Earlier this week new research was released on the long-term effects a cash transfer program in the United States. The paper shines new light on the effects of cash transfers, but should be understood in light of what exactly it’s studying. So before exploring those findings, here’s some background.
In the 1960s and 1970s, the idea of unconditional cash transfers was very much in the policy mainstream, so much so that large-scale evaluations of the idea were implemented in the United States. The Seattle-Denver Income Maintenance Experiment, for example, was a randomized controlled-trial examination of the idea of a negative income tax. Unlike a universal basic income, in which every household would receive the same amount of money regardless of how much they work, a negative income tax reduces the amount of money households receive as their income increases. These “income maintenance” programs were studied at the time, but analysis of the long-term effects obviously had to wait.
A new paper by David J. Price of Stanford University and Jae Song of the Social Security Administration takes a look at those effects. Because the original program randomly assigned whether households were entered into the program or not, the two economists can be fairly certain they are looking at a causal effect of the program. They match up data from the experiments with Social Security Administration data that lets them see the long-run trajectory of earnings—not only of parents but the children as well.

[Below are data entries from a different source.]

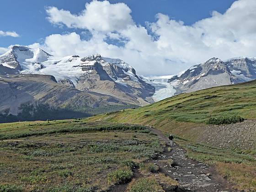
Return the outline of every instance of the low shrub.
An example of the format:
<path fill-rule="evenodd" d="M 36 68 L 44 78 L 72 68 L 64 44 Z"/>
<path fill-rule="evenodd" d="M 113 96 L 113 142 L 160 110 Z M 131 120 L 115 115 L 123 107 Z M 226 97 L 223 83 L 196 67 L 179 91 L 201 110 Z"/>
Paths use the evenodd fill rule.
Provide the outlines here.
<path fill-rule="evenodd" d="M 214 125 L 220 125 L 222 124 L 231 124 L 236 123 L 243 122 L 245 119 L 240 116 L 230 116 L 230 117 L 211 117 L 206 121 L 207 124 Z"/>
<path fill-rule="evenodd" d="M 159 170 L 158 166 L 153 163 L 141 163 L 139 167 L 140 171 L 144 174 L 149 172 L 155 173 Z"/>
<path fill-rule="evenodd" d="M 0 184 L 0 192 L 21 192 L 23 191 L 21 187 L 16 185 Z"/>
<path fill-rule="evenodd" d="M 59 171 L 59 175 L 62 177 L 67 177 L 73 175 L 72 172 L 68 170 L 62 170 Z"/>
<path fill-rule="evenodd" d="M 132 160 L 124 160 L 121 162 L 121 165 L 131 168 L 136 167 L 138 165 L 136 163 Z"/>
<path fill-rule="evenodd" d="M 128 186 L 130 192 L 164 192 L 162 187 L 154 179 L 141 178 L 133 180 Z"/>
<path fill-rule="evenodd" d="M 107 175 L 107 181 L 111 184 L 126 183 L 132 179 L 133 173 L 131 168 L 124 166 Z"/>

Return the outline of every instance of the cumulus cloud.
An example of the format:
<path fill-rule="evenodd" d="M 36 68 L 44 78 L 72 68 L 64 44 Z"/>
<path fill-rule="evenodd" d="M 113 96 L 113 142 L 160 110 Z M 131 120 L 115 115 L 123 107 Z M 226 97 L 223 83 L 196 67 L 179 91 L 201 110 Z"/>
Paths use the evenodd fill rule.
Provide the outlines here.
<path fill-rule="evenodd" d="M 64 24 L 69 28 L 111 32 L 133 24 L 130 15 L 132 11 L 123 3 L 111 4 L 107 0 L 94 1 L 86 3 L 85 9 L 79 15 L 73 15 L 68 11 L 54 7 L 48 7 L 46 12 L 52 23 Z"/>
<path fill-rule="evenodd" d="M 9 49 L 5 48 L 0 48 L 0 55 L 4 54 L 5 53 L 7 52 Z"/>
<path fill-rule="evenodd" d="M 17 37 L 19 35 L 15 32 L 4 32 L 0 30 L 0 37 L 1 36 L 11 36 L 14 37 Z"/>
<path fill-rule="evenodd" d="M 75 32 L 53 34 L 40 46 L 57 56 L 99 53 L 119 58 L 142 75 L 175 74 L 213 57 L 256 56 L 255 10 L 255 0 L 239 0 L 224 14 L 213 11 L 192 25 L 159 13 L 155 22 L 145 27 L 136 24 L 124 3 L 95 0 L 78 15 L 49 7 L 51 23 L 86 29 L 92 37 L 84 40 Z M 111 44 L 109 39 L 122 45 Z"/>

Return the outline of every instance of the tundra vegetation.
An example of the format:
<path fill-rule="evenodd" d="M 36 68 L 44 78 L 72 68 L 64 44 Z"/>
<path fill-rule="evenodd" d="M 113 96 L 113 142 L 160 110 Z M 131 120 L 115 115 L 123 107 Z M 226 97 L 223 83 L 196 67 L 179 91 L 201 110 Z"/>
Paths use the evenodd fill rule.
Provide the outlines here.
<path fill-rule="evenodd" d="M 0 124 L 0 191 L 106 190 L 130 182 L 134 167 L 163 145 L 143 126 L 79 120 Z"/>
<path fill-rule="evenodd" d="M 256 118 L 256 97 L 254 80 L 182 94 L 143 107 L 99 115 L 86 121 L 152 126 L 166 136 L 172 133 L 175 135 L 175 141 L 187 150 L 189 158 L 214 165 L 235 188 L 254 191 L 256 190 L 256 139 L 251 138 L 239 144 L 236 143 L 237 139 L 229 144 L 228 139 L 238 138 L 239 133 L 243 134 L 245 130 L 248 132 L 246 135 L 254 135 L 255 124 L 248 127 L 251 123 L 246 125 L 245 121 L 241 123 L 245 127 L 236 126 L 240 129 L 234 130 L 234 133 L 238 134 L 233 135 L 232 130 L 219 135 L 214 132 L 214 126 L 224 128 L 223 124 L 232 126 L 245 119 L 253 121 Z M 219 138 L 212 143 L 202 139 L 206 131 Z M 220 139 L 225 143 L 224 148 L 218 141 Z M 243 147 L 243 142 L 250 147 Z"/>

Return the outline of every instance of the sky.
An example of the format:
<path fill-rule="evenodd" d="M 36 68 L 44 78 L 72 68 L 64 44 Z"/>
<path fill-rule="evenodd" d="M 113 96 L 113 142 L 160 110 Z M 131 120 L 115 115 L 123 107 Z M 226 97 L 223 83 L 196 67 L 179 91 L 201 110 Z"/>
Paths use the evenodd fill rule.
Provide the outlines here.
<path fill-rule="evenodd" d="M 4 1 L 0 53 L 15 44 L 98 53 L 140 75 L 176 74 L 212 57 L 256 57 L 255 10 L 255 0 Z"/>

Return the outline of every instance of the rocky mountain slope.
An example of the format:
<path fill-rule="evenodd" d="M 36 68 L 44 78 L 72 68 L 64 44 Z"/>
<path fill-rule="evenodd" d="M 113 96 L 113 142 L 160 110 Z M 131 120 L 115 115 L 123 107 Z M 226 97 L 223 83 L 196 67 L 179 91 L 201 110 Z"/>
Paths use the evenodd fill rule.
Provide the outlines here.
<path fill-rule="evenodd" d="M 168 80 L 176 94 L 248 81 L 256 79 L 256 59 L 240 58 L 223 61 L 212 58 Z"/>
<path fill-rule="evenodd" d="M 256 118 L 256 87 L 255 80 L 212 87 L 175 96 L 138 109 L 99 115 L 88 120 L 143 124 L 206 144 L 214 145 L 215 139 L 219 139 L 222 141 L 223 144 L 218 145 L 221 147 L 235 145 L 237 149 L 251 149 L 256 147 L 253 137 L 255 125 L 248 124 L 251 122 L 249 120 Z M 248 120 L 231 125 L 242 118 Z M 227 123 L 231 125 L 208 125 Z M 240 138 L 236 138 L 236 134 Z M 251 136 L 245 139 L 245 136 L 240 134 Z M 235 142 L 243 139 L 247 143 L 236 146 Z"/>
<path fill-rule="evenodd" d="M 79 108 L 86 114 L 79 116 L 84 117 L 146 105 L 153 102 L 155 91 L 121 59 L 99 54 L 59 58 L 23 46 L 0 56 L 0 75 L 3 117 L 21 115 L 24 105 Z"/>

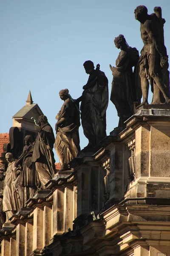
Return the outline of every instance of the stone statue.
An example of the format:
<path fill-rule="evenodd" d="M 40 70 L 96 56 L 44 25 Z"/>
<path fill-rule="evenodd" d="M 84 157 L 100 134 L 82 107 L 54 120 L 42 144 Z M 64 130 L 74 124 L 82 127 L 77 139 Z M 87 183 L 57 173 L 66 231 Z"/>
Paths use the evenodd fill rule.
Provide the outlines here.
<path fill-rule="evenodd" d="M 45 189 L 45 184 L 55 173 L 53 151 L 55 137 L 45 116 L 40 116 L 37 123 L 40 131 L 35 140 L 31 162 L 35 163 L 38 187 Z"/>
<path fill-rule="evenodd" d="M 16 160 L 11 153 L 7 153 L 6 158 L 8 163 L 4 180 L 3 198 L 3 211 L 6 213 L 6 221 L 20 207 L 17 183 L 20 171 L 15 166 Z"/>
<path fill-rule="evenodd" d="M 106 136 L 106 111 L 108 105 L 108 80 L 105 73 L 97 65 L 87 61 L 83 64 L 86 73 L 89 74 L 88 82 L 83 87 L 84 91 L 76 101 L 81 101 L 82 124 L 84 134 L 89 140 L 85 151 L 96 151 L 99 142 Z"/>
<path fill-rule="evenodd" d="M 119 117 L 118 128 L 123 129 L 124 122 L 134 114 L 133 102 L 137 99 L 132 67 L 136 65 L 139 56 L 138 51 L 128 46 L 122 35 L 116 38 L 114 42 L 121 50 L 116 61 L 116 67 L 110 65 L 113 77 L 110 100 Z"/>
<path fill-rule="evenodd" d="M 69 98 L 68 90 L 59 92 L 64 102 L 56 116 L 56 138 L 55 149 L 59 158 L 60 171 L 68 170 L 68 163 L 76 157 L 80 151 L 79 127 L 80 125 L 79 113 L 75 103 Z"/>
<path fill-rule="evenodd" d="M 165 84 L 162 70 L 168 67 L 168 56 L 164 44 L 163 23 L 161 8 L 155 7 L 155 13 L 147 14 L 147 8 L 139 6 L 135 10 L 135 18 L 141 23 L 141 37 L 144 44 L 139 61 L 139 75 L 143 95 L 143 102 L 138 108 L 148 104 L 147 98 L 149 81 L 153 91 L 152 104 L 161 103 L 160 91 L 162 93 L 165 103 L 170 103 L 169 83 Z"/>
<path fill-rule="evenodd" d="M 17 184 L 21 208 L 26 207 L 26 202 L 33 197 L 37 190 L 35 165 L 31 163 L 34 147 L 32 136 L 26 135 L 24 142 L 23 152 L 15 163 L 15 166 L 20 166 Z"/>

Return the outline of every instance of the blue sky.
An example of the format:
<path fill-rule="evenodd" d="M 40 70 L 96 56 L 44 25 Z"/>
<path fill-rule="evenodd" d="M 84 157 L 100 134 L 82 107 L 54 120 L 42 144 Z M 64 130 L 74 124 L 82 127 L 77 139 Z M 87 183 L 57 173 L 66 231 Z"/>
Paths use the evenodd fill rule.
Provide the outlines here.
<path fill-rule="evenodd" d="M 54 130 L 55 117 L 63 103 L 59 91 L 67 88 L 74 99 L 81 95 L 88 79 L 83 66 L 86 60 L 95 66 L 100 64 L 108 79 L 110 94 L 109 64 L 115 65 L 119 51 L 114 38 L 124 35 L 139 52 L 143 47 L 140 23 L 133 13 L 141 4 L 147 6 L 149 14 L 161 5 L 170 55 L 168 0 L 1 0 L 0 133 L 8 132 L 12 116 L 26 104 L 29 90 Z M 118 121 L 110 101 L 108 135 Z M 81 127 L 79 132 L 82 148 L 88 140 Z"/>

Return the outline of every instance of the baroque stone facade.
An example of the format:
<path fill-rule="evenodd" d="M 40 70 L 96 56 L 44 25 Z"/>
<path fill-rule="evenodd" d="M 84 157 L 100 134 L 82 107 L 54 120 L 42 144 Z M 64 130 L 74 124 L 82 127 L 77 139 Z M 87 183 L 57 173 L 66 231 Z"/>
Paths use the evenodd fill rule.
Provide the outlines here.
<path fill-rule="evenodd" d="M 5 223 L 2 256 L 170 255 L 170 110 L 141 107 Z"/>

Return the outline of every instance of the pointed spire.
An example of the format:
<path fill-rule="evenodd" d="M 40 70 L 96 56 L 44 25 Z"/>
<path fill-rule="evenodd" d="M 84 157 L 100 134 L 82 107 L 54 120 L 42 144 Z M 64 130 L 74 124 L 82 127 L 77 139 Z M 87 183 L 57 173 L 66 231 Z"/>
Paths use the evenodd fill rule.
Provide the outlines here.
<path fill-rule="evenodd" d="M 26 105 L 31 105 L 32 104 L 33 102 L 32 101 L 31 94 L 30 90 L 29 92 L 28 95 L 28 96 L 27 99 L 26 101 Z"/>

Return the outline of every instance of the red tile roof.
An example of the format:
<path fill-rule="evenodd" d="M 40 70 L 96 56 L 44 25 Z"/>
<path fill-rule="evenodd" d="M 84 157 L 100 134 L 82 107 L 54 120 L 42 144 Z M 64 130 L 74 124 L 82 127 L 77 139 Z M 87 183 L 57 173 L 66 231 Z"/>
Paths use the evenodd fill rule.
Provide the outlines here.
<path fill-rule="evenodd" d="M 4 143 L 9 143 L 9 134 L 0 133 L 0 157 L 1 156 L 1 153 L 3 152 L 3 146 Z"/>
<path fill-rule="evenodd" d="M 59 171 L 60 169 L 61 166 L 60 166 L 60 163 L 55 163 L 55 166 L 56 167 L 56 170 L 58 170 Z"/>

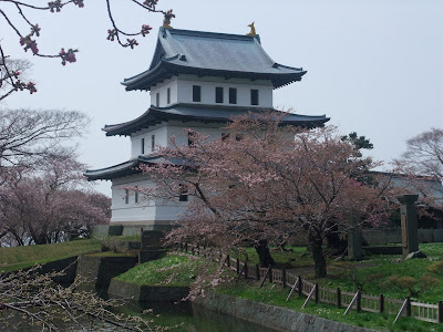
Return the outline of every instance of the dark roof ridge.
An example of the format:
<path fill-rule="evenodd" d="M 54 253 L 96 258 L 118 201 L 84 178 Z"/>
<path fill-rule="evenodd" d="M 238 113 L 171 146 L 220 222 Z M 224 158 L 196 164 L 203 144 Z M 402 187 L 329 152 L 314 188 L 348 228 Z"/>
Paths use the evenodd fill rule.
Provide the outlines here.
<path fill-rule="evenodd" d="M 217 37 L 220 39 L 236 39 L 236 40 L 258 40 L 259 39 L 259 34 L 247 35 L 247 34 L 235 34 L 235 33 L 186 30 L 186 29 L 165 29 L 163 27 L 159 28 L 159 32 L 163 33 L 164 30 L 166 30 L 166 33 L 171 33 L 171 34 L 195 35 L 195 37 L 203 37 L 203 38 Z"/>

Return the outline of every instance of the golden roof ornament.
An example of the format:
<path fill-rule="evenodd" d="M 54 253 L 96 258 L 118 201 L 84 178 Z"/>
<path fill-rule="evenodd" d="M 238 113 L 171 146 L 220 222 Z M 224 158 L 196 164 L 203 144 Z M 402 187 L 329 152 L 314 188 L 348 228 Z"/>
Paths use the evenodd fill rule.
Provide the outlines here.
<path fill-rule="evenodd" d="M 173 10 L 169 9 L 167 12 L 165 12 L 165 18 L 163 19 L 163 28 L 165 29 L 174 29 L 171 27 L 171 19 L 174 19 L 175 14 L 173 13 Z"/>
<path fill-rule="evenodd" d="M 257 35 L 256 28 L 254 27 L 254 23 L 255 22 L 248 24 L 248 27 L 250 28 L 250 32 L 247 33 L 246 35 L 250 35 L 250 37 L 256 37 Z"/>

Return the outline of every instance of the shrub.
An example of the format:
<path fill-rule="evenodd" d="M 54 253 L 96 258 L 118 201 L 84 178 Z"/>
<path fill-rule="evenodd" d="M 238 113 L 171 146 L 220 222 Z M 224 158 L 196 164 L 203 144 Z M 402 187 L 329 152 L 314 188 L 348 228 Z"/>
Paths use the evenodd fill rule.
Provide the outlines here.
<path fill-rule="evenodd" d="M 426 270 L 431 273 L 443 277 L 443 260 L 439 260 L 430 264 Z"/>

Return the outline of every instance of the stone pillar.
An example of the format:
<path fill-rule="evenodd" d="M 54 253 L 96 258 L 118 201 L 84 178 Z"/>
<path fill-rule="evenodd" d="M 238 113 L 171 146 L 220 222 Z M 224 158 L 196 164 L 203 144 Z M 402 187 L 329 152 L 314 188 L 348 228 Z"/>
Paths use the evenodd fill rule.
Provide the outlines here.
<path fill-rule="evenodd" d="M 396 197 L 401 203 L 400 217 L 402 230 L 403 257 L 419 251 L 419 220 L 415 201 L 419 195 L 402 195 Z"/>
<path fill-rule="evenodd" d="M 348 258 L 350 260 L 363 259 L 362 240 L 361 230 L 359 228 L 348 232 Z"/>

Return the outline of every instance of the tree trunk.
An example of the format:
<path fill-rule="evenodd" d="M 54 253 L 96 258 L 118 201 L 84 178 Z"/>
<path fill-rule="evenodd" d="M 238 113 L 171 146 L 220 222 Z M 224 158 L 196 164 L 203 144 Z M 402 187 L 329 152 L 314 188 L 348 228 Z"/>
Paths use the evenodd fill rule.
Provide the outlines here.
<path fill-rule="evenodd" d="M 269 267 L 269 266 L 274 267 L 276 264 L 276 261 L 270 256 L 267 240 L 258 240 L 257 242 L 255 242 L 254 248 L 257 251 L 261 267 Z"/>
<path fill-rule="evenodd" d="M 331 230 L 326 235 L 326 239 L 328 240 L 328 248 L 330 249 L 341 249 L 342 243 L 340 237 L 338 235 L 338 226 L 333 226 Z"/>
<path fill-rule="evenodd" d="M 327 276 L 326 259 L 323 250 L 321 249 L 322 238 L 317 230 L 309 231 L 309 247 L 312 251 L 312 258 L 316 268 L 316 279 L 324 278 Z"/>

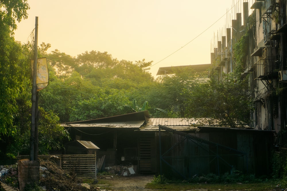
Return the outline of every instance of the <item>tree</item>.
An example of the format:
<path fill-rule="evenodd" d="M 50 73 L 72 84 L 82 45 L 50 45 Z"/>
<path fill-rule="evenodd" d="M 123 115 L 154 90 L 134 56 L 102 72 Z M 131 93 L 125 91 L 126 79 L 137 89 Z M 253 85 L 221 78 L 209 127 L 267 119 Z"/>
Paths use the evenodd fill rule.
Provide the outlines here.
<path fill-rule="evenodd" d="M 247 82 L 236 80 L 231 74 L 222 80 L 211 81 L 210 85 L 209 105 L 220 124 L 232 127 L 248 124 L 250 103 Z"/>
<path fill-rule="evenodd" d="M 27 58 L 13 35 L 16 21 L 27 18 L 29 7 L 25 0 L 0 1 L 0 133 L 13 135 L 16 131 L 13 124 L 18 109 L 16 100 L 29 77 Z"/>
<path fill-rule="evenodd" d="M 93 119 L 133 112 L 131 102 L 122 91 L 101 90 L 94 97 L 78 101 L 71 113 L 71 121 Z"/>

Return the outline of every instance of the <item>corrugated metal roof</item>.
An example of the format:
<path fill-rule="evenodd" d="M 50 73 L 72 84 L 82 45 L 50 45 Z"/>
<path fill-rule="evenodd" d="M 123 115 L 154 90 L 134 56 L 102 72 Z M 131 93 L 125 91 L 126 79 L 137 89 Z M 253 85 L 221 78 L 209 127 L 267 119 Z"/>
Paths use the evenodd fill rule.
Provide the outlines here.
<path fill-rule="evenodd" d="M 143 125 L 139 130 L 141 131 L 158 131 L 158 125 L 161 125 L 176 130 L 189 131 L 197 129 L 191 125 L 195 122 L 193 120 L 183 118 L 151 118 L 148 124 Z"/>
<path fill-rule="evenodd" d="M 78 141 L 87 149 L 100 149 L 96 145 L 90 141 Z"/>
<path fill-rule="evenodd" d="M 110 128 L 139 128 L 144 123 L 145 121 L 120 122 L 107 122 L 91 123 L 63 123 L 62 127 L 108 127 Z"/>
<path fill-rule="evenodd" d="M 167 126 L 169 128 L 178 131 L 190 131 L 197 129 L 197 127 L 191 125 Z M 139 128 L 139 130 L 143 131 L 158 131 L 158 126 L 153 125 L 144 125 Z M 164 131 L 161 130 L 161 131 Z"/>
<path fill-rule="evenodd" d="M 183 118 L 151 118 L 148 125 L 189 125 L 191 122 Z"/>

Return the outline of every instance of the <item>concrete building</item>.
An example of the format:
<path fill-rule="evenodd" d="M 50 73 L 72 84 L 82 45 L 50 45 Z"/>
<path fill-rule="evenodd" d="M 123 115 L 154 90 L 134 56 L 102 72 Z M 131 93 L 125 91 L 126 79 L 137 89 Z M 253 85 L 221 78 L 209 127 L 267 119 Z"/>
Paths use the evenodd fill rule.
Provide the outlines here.
<path fill-rule="evenodd" d="M 213 77 L 220 80 L 222 74 L 234 72 L 236 65 L 241 65 L 241 78 L 248 79 L 253 101 L 249 126 L 275 130 L 275 143 L 279 144 L 286 142 L 287 125 L 286 1 L 254 1 L 250 5 L 244 1 L 243 17 L 236 13 L 226 36 L 214 43 Z M 243 61 L 236 63 L 234 50 L 239 42 Z"/>

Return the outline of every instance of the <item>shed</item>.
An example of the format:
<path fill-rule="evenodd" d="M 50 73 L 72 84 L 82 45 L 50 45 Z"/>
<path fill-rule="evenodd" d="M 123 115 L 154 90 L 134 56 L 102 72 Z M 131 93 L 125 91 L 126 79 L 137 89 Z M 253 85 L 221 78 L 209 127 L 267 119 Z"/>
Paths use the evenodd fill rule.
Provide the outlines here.
<path fill-rule="evenodd" d="M 164 157 L 166 172 L 185 177 L 224 173 L 232 166 L 258 175 L 270 172 L 273 131 L 211 127 L 209 121 L 150 118 L 145 111 L 61 125 L 72 140 L 100 147 L 97 158 L 105 155 L 106 167 L 131 164 L 138 173 L 154 174 Z"/>

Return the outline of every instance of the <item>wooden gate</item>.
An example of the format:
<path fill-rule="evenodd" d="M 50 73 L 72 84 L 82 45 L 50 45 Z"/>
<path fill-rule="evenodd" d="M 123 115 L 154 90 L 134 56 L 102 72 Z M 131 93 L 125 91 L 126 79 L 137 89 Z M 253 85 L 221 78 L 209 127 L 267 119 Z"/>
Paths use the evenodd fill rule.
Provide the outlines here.
<path fill-rule="evenodd" d="M 138 142 L 139 173 L 154 174 L 156 172 L 156 149 L 154 135 L 140 137 Z"/>

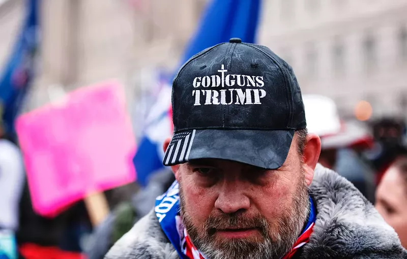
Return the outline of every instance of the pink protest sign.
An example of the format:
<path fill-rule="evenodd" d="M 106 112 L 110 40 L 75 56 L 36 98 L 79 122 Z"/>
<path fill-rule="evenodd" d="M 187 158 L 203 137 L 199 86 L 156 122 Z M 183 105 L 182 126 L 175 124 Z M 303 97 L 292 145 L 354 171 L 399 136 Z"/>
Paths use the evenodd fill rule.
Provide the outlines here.
<path fill-rule="evenodd" d="M 135 180 L 135 142 L 123 89 L 81 88 L 21 115 L 16 128 L 33 206 L 54 216 L 91 192 Z"/>

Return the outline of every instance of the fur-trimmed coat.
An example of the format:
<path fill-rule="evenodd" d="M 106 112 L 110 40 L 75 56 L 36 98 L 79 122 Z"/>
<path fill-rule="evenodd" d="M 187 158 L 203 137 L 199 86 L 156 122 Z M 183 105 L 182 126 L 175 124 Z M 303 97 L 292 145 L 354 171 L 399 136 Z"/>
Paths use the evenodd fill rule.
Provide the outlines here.
<path fill-rule="evenodd" d="M 397 234 L 347 180 L 318 165 L 310 186 L 316 219 L 301 258 L 407 258 Z M 120 239 L 105 259 L 175 259 L 177 251 L 152 211 Z"/>

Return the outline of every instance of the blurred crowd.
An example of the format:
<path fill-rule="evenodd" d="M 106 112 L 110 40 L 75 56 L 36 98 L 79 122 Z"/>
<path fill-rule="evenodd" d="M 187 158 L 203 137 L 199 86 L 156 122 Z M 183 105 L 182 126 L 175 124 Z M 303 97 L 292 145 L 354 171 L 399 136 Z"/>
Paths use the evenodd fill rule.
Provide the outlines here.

For the adults, Price and Song find that the program did seem to reduce the labor supply of workers as it reduced the probability that a worker was working in a given year by about 3 percentage points. The program also seems to have had an effect on earnings, reducing them by about 7 percent of average annual earnings. These effects, however, are concentrated later in a workers’ life, at around 50 or 60 years of age. The researchers don’t have good evidence why workers in the program seems to encourage workers to exit the job market later in life.
When it comes to the children of the effected households, Price and Song don’t find much of an effect at all. Later in life, these now-adults don’t seem to change their engagement in the workforce or their earnings because of their parents’ involvement in this particular kind of cash transfer program. Now this might seem like a positive result, but it has to be taken in the context of other research that finds a positive effect of cash transfers on children’s adult outcomes. One case in point: a paper on the Mother’s Pension program, an unconditional cash transfer program to needy families, finds a large positive effect on the earnings of effected children later in their lives.
How do we rectify these results? As Price and Song point out, there are two big differences between the programs. First, the Mother’s Pension program was unconditional and didn’t discourage work by recipients. In contrast, the income maintenance program reduced its benefits as household income grew, creating an incentive for recipients not to work. Another difference: The income maintenance program was universal while the Mother’s Pension program was targeted to low-earning households.
So perhaps the effect of the maintenance program was positive for low-income recipients, but there were different effects for households earning more. Either way, this new research is useful for giving us more information on the long-term effects of programs that are now becoming a larger part of the U.S. policymaking conversation.